Model-Based Selection

Model-based selection uses the model coefficients or changes in model performance to select important features. Techniques like L1 regularization naturally perform feature selection by inducing sparsity in linear models.

Scikit-learn’s SelectFromModel meta-transformer facilitates model-based selection. By wrapping models like L1 regularized regression, unimportant features can be automatically filtered during training. Model-based selection provides an integrated approach combining feature selection and modeling.

from sklearn.feature_selection import SelectFromModel
from sklearn.linear_model import LogisticRegression

lr = LogisticRegression(penalty="l1", C=0.1)
sfm = SelectFromModel(lr)
sfm.fit(X, y)
X_l1 = sfm.transform(X)

Summary

Feature selection is a crucial step in machine learning to improve model performance. The scikit-learn Python library provides several techniques for selecting the most relevant features in your data.

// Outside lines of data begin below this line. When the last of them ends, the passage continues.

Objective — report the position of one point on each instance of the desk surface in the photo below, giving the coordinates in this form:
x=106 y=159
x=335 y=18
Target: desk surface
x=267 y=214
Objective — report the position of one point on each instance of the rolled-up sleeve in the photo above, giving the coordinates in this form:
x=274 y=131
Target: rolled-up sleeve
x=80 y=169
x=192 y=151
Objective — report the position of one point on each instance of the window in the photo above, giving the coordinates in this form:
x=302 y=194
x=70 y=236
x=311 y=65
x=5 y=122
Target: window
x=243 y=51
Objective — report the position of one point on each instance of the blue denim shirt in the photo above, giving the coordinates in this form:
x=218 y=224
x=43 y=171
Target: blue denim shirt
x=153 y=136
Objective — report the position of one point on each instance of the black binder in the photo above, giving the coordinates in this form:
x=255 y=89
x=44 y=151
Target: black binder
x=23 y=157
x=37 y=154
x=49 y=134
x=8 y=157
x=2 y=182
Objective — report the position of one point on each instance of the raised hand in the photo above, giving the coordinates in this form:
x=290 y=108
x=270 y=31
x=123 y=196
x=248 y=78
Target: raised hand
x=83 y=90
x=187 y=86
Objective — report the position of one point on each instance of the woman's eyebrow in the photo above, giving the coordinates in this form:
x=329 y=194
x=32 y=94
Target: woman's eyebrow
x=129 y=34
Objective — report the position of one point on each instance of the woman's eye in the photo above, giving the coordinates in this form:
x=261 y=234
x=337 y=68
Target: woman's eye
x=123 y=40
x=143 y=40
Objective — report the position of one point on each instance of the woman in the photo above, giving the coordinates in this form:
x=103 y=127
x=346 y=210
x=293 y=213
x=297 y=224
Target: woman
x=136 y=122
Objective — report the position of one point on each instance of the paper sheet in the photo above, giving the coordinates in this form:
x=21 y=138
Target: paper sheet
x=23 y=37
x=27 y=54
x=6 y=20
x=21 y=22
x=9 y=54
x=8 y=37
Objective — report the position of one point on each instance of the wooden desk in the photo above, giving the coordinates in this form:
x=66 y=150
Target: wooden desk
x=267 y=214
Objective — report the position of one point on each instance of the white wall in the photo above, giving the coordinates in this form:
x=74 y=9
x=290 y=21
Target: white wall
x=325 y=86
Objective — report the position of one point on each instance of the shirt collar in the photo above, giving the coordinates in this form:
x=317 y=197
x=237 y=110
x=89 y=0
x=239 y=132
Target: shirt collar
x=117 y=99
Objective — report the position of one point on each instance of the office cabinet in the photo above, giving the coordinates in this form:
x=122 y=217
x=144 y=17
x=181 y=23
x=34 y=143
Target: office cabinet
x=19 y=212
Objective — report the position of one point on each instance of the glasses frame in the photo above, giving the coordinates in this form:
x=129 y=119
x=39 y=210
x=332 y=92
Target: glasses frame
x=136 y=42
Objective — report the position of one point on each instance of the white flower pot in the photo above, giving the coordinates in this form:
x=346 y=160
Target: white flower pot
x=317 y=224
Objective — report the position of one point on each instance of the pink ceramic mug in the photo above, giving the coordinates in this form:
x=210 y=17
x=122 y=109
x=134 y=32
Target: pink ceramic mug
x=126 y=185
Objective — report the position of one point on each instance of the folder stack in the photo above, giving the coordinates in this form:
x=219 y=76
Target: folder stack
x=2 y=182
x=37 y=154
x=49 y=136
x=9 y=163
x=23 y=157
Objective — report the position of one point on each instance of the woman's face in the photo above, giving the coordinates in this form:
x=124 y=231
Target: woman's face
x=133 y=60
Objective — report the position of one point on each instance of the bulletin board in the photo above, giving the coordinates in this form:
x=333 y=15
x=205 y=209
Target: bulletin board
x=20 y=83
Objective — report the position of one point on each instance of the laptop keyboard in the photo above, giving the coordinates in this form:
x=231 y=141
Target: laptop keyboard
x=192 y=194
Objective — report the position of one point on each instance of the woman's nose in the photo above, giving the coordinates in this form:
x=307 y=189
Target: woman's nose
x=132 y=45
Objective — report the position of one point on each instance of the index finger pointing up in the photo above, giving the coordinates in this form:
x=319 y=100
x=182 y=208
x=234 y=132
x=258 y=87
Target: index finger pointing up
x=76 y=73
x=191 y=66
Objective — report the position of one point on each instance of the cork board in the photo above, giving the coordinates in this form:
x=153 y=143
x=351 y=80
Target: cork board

An Overview of Feature Selection Techniques in scikit-learn

Key feature selection methods in scikit-learn include:

  • Univariate selection like SelectKBest to evaluate and rank individual features.
  • Recursive feature elimination (RFE) to recursively prune weak features.
  • Feature importance from tree-based models like random forests.
  • Model-based selection through techniques like L1 regularization that induce sparsity.

Applying feature selection removes redundant, irrelevant and noisy features. This leads to better generalization, faster training times, and improved model accuracy by reducing overfitting. The right feature selection approach depends on your data and use case.

Overall, leveraging scikit-learn’s feature selection utilities is a best practice in machine learning. This allows focusing models on the most informative features and avoiding pitfalls like the curse of dimensionality.